4.5.4.2011Effets d'interaction entre tâches / matériel et fréquence

Pour les cinq situations de mémoire portant sur un matériel de haute fréquence (figure 4.11, première série de données), on dégage deux groupes d'évaluations : d'un côté, les informations numériques (numéros de téléphone souvent composés et dates personnelles) et de l'autre côté, les informations visuelles et verbales (noms de personnes, reconnaissance de visages et mémoire des lieux). Les premières reçoivent des auto-évaluations significativement plus faibles (on trouvera en annexe 7.11 les résultats des comparaisons de moyennes). Aucun regroupement de la sorte ne peut être accompli pour les évaluations faites sur un matériel de basse fréquence (figure 4.11, deuxième série de données) : la plupart des différences sont significatives. Dans l'ordre décroissant de qualité mnésique on trouve : la reconnaissance des visages, la mémoire des lieux, les noms de personnes (différence à .06 avec lieux), les dates historiques (différence à .06 avec noms de personnes) et les numéros de téléphone rarement utilisés. Cette hiérarchie montre une connaissance de l'effet de l'élaboration et de la signification d'un matériel peu familier sur la mémoire.

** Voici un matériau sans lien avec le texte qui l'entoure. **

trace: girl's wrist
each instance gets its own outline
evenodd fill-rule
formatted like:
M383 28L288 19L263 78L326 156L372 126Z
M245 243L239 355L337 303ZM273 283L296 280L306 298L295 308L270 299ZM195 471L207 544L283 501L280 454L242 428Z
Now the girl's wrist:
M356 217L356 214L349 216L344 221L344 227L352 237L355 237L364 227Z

La figure 4.12 présente les évaluations de la qualité mnésique pour une sélection d'items du questionnaire appartenant aux domaines verbal (mots, noms propres de personnes et de lieux, paroles de chansons), sensoriel (code de la route, visages, lieux, mélodies) ou numérique (numéros de téléphone, chiffres).

Ces données nous indiquent que les sujets possèdent une certaine connaissance de la supériorité du visuel (visuo-spatial) sur le verbal, avec des auto-évaluations moyennes supérieures pour le code de la route ou la reconnaissance des visages par rapport à celles de la mémoire des noms communs et des noms propres peu familiers. En plus de refléter un effet du matériel, ces différences peuvent provenir de l'effet des tâches (i.e., rappel des chiffres versus reconnaissance des visages).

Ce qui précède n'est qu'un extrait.